Going After Cacciato
by Tim O'Brien
Published by Broadway/Crown Publishing Group
4 Out of 5 Stars
This book is not for everyone. If you have trouble suspending disbelief or issues with magical realism, walk away now or read O'Brien's The Things They Carried. However, if you can just sit back and enjoy the ride as a master storyteller blurs the lines between reality and fantasy in such a way that there are no hard and fast truths (which is the point in most of O'Brien work), then you will most likely enjoy the experience. Going After Cacciato is less accessible than The Things They Carried because trying to discern the truth of what happens when Cacciato, a young soldier in Vietnam, chooses to go AWOL and walk all the way to Paris is difficult at best.

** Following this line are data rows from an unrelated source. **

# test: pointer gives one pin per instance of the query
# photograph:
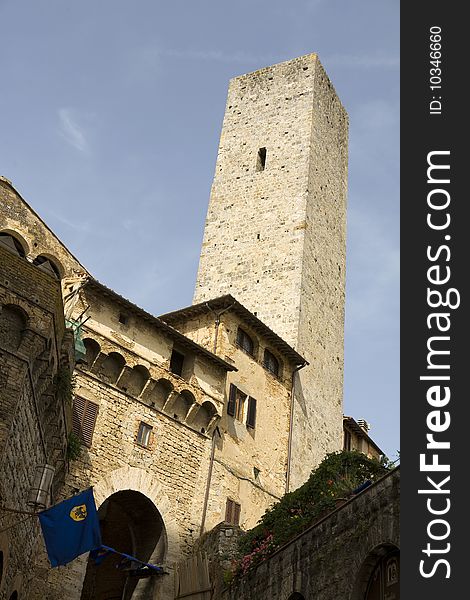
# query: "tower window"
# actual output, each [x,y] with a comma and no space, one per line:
[123,318]
[143,435]
[271,363]
[261,159]
[236,403]
[176,363]
[245,342]
[232,512]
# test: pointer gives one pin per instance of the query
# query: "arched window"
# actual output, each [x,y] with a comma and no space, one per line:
[112,367]
[271,363]
[204,416]
[47,265]
[92,350]
[13,321]
[245,342]
[11,243]
[137,379]
[160,393]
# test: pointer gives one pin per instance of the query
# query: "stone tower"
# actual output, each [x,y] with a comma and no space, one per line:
[275,233]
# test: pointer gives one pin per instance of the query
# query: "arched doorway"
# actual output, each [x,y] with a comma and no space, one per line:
[384,583]
[130,523]
[379,575]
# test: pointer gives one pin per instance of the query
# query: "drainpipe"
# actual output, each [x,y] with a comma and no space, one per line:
[209,477]
[291,422]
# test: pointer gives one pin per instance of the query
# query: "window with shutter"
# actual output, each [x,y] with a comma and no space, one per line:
[231,400]
[271,363]
[245,342]
[232,512]
[251,416]
[84,419]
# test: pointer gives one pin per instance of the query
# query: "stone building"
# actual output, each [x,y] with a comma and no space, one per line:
[276,228]
[210,413]
[35,406]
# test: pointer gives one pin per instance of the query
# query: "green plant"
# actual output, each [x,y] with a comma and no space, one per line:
[74,447]
[65,383]
[336,477]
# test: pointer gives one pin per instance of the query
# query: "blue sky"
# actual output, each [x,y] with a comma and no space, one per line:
[111,114]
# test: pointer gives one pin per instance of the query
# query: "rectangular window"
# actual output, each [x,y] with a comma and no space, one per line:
[232,512]
[84,413]
[176,363]
[251,416]
[261,159]
[236,403]
[143,435]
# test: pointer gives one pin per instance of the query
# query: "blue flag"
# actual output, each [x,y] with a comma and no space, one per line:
[71,528]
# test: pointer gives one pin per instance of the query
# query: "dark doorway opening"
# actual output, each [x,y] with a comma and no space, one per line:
[130,523]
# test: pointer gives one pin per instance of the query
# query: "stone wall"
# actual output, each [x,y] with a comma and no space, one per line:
[34,415]
[275,236]
[334,559]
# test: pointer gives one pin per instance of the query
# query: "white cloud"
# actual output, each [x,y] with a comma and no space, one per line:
[71,131]
[362,61]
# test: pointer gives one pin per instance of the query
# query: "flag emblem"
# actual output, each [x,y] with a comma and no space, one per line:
[78,513]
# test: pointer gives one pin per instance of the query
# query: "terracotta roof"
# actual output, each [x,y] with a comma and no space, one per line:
[182,340]
[228,301]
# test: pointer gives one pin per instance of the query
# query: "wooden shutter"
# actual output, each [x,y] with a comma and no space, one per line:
[236,513]
[232,400]
[232,512]
[251,416]
[84,419]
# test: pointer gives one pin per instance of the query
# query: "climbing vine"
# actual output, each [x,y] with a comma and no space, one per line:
[336,478]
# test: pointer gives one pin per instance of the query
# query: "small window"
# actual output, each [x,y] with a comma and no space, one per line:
[176,363]
[347,440]
[271,363]
[11,243]
[236,403]
[84,419]
[123,318]
[143,435]
[251,414]
[261,159]
[232,512]
[245,342]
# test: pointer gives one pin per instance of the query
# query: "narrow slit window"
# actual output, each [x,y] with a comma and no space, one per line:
[261,159]
[143,435]
[176,363]
[232,512]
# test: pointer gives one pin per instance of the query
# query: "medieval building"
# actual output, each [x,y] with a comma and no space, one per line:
[204,415]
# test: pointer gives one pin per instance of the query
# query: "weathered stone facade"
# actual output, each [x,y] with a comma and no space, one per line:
[35,417]
[275,232]
[336,558]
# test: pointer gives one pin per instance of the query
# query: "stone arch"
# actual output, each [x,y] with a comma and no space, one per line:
[160,393]
[14,242]
[4,557]
[182,405]
[13,322]
[49,264]
[369,566]
[138,377]
[130,523]
[112,367]
[203,417]
[92,349]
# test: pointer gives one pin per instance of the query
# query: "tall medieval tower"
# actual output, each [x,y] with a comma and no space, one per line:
[275,233]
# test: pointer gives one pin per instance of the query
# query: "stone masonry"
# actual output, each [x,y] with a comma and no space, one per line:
[275,232]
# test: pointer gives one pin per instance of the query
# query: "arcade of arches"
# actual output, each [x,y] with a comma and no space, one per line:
[130,523]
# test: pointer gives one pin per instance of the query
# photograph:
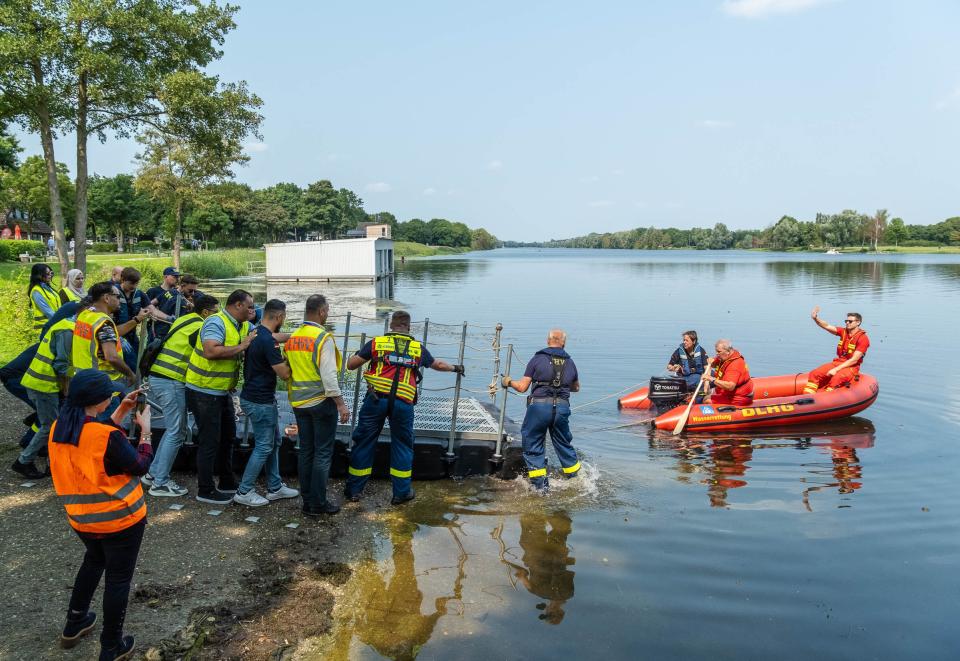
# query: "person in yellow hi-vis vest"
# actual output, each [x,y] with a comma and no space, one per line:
[44,299]
[212,374]
[314,393]
[396,361]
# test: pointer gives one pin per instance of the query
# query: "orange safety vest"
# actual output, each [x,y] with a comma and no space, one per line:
[848,344]
[95,502]
[395,367]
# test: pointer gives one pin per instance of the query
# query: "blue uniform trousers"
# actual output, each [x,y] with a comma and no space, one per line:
[540,418]
[370,419]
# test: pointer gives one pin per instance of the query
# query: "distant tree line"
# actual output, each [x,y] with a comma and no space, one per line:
[839,230]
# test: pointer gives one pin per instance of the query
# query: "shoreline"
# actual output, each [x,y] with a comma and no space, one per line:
[205,586]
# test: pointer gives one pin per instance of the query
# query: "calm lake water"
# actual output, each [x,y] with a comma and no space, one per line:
[840,541]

A unit is dispatched to hunt Cacciato down, but encounters a number of bizarre twists and turns along the way (think Catch-22 meets Alice in Wonderland).
The narrative is split into three distinct time periods and told from the point of view of Paul Berlin. These distinct narratives focus on Berlin's first few months in the war, the hunt for Cacciato, and one night after the hunt for Cacciato is over (this occurs while Berlin is on night watch and thinking back to the hunt for Cacciato). The problem with making sense of the narrative comes from Paul Berlin himself--a young soldier ill-equipped to deal with the violence and atrocity of war, he uses his imagination to while away the tedious hours, as well as to re-create traumatic events with which he's not ready to cope. The point, however, is not what actually happens to Cacciato (in fact, upon a second reading, I found myself questioning the conclusion I came to after reading it for the first time), but how Berlin wisely or unwisely chooses to deal with events that are beyond his ability to control.